Liu Chenyu, Zhang Xinlian, Nguyen Tanya T, Liu Jinyuan, Wu Tsungchin, Lee Ellen, Tu Xin M
Division of Biostatistics and Bioinformatics, Herbert Wertheim School of Public Health and Human Longevity Science, UC San Diego, La Jolla, California, USA.
Department of Psychiatry, Stein Institute for Research on Aging, UC San Diego, La Jolla, California, USA.
Gen Psychiatr. 2022 Jan 27;35(1):e100662. doi: 10.1136/gpsych-2021-100662. eCollection 2022.

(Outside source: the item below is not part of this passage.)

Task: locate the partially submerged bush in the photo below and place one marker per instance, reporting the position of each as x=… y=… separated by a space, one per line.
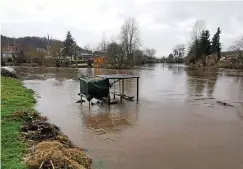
x=53 y=154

In many statistical applications, composite variables are constructed to reduce the number of variables and improve the performances of statistical analyses of these variables, especially when some of the variables are highly correlated. Principal component analysis (PCA) and factor analysis (FA) are generally used for such purposes. If the variables are used as explanatory or independent variables in linear regression analysis, partial least squares (PLS) regression is a better alternative. Unlike PCA and FA, PLS creates composite variables by also taking into account the response, or dependent variable, so that they have higher correlations with the response than composites from their PCA and FA counterparts. In this report, we provide an introduction to this useful approach and illustrate it with data from a real study.
在许多统计应用中,构建复合变量以减少变量数量并提高这些变量统计分析的性能,特别是当一些变量高度相关时。主成分分析(PCA)和因子分析(FA)通常用于此目的。如果变量在线性回归分析中用作解释变量或自变量,偏最小二乘(PLS)回归是更好的选择。与PCA和FA不同,PLS还通过考虑响应变量或因变量来创建复合变量,因此它们与响应的相关性高于其PCA和FA对应方法得到的复合变量。在本报告中,我们介绍这种有用的方法并用一项实际研究的数据进行说明。